A Seleção Brasileira volta a campo nesta terça-feira (9) para mais um compromisso diante dos Estados Unidos. O amistoso será realizado na Arena Castelão, em Fortaleza, e mobiliza grande expectativa entre os torcedores, que já demonstraram apoio expressivo à equipe nos últimos dias.
A delegação da Seleção Feminina Principal desembarcou na capital cearense na noite do último domingo (7). A chegada foi marcada pela recepção de torcedores e também pela apresentação da Orquestra de Sopro de Pindoretama, formada por cerca de 30 jovens sob a regência do maestro Arley França.
O confronto acontece às 21h30 e já registra forte procura por ingressos. Até a manhã de domingo, mais de 37 mil entradas haviam sido comercializadas para a partida. O entusiasmo da torcida também foi observado no primeiro amistoso, realizado na Neo Química Arena, em São Paulo.
Além do aspecto festivo, o duelo possui importância dentro da preparação brasileira para a Copa do Mundo de 2027. O encontro também representa mais um capítulo da série de confrontos entre as equipes sob o comando do técnico Arthur Elias, que tem enfrentado as norte-americanas em partidas bastante equilibradas.

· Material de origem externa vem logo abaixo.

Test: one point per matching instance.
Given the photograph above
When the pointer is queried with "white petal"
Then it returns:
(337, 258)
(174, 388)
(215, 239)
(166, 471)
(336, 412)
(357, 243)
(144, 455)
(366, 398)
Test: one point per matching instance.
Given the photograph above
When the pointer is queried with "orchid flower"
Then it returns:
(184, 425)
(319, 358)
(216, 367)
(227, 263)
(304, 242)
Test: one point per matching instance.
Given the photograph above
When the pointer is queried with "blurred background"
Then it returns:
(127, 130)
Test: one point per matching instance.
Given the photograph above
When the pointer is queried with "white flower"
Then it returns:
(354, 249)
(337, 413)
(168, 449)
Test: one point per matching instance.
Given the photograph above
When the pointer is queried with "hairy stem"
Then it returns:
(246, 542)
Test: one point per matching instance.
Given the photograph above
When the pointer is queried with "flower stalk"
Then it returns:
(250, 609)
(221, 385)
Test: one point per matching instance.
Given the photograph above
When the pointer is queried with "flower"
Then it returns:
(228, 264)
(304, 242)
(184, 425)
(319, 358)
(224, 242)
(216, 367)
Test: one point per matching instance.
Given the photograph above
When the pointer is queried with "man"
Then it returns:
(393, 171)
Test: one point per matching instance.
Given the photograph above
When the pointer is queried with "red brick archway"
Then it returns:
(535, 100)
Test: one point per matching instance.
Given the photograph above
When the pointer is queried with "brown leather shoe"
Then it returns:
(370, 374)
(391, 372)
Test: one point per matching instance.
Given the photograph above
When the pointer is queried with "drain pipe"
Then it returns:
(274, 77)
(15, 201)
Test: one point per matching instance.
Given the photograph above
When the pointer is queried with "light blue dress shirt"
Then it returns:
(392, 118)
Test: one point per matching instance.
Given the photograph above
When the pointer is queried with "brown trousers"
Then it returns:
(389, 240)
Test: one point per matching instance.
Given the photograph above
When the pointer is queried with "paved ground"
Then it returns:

Historicamente, os Estados Unidos levam vantagem no retrospecto geral. No entanto, desde que Arthur Elias assumiu a equipe, o Brasil já conseguiu duas vitórias em cinco jogos contra as atuais vice-líderes do ranking da FIFA, incluindo uma virada por 2 a 1 em amistoso disputado no ano passado.

Brasil busca novo resultado positivo diante das norte-americanas
Após a vitória conquistada no último encontro entre as seleções, Arthur Elias destacou a dificuldade de superar uma equipe tão qualificada. Ainda assim, o treinador ressaltou a capacidade de reação das jogadoras brasileiras e a importância de manter a identidade ofensiva mesmo em momentos de pressão durante a partida.
Enquanto isso, a expectativa segue crescendo em Fortaleza. O comandante da Seleção afirmou estar feliz com a mobilização dos torcedores para lotar a Arena Castelão, justamente em um duelo que pode deixar ainda mais equilibrado o histórico recente de confrontos entre Brasil e Estados Unidos sob sua direção.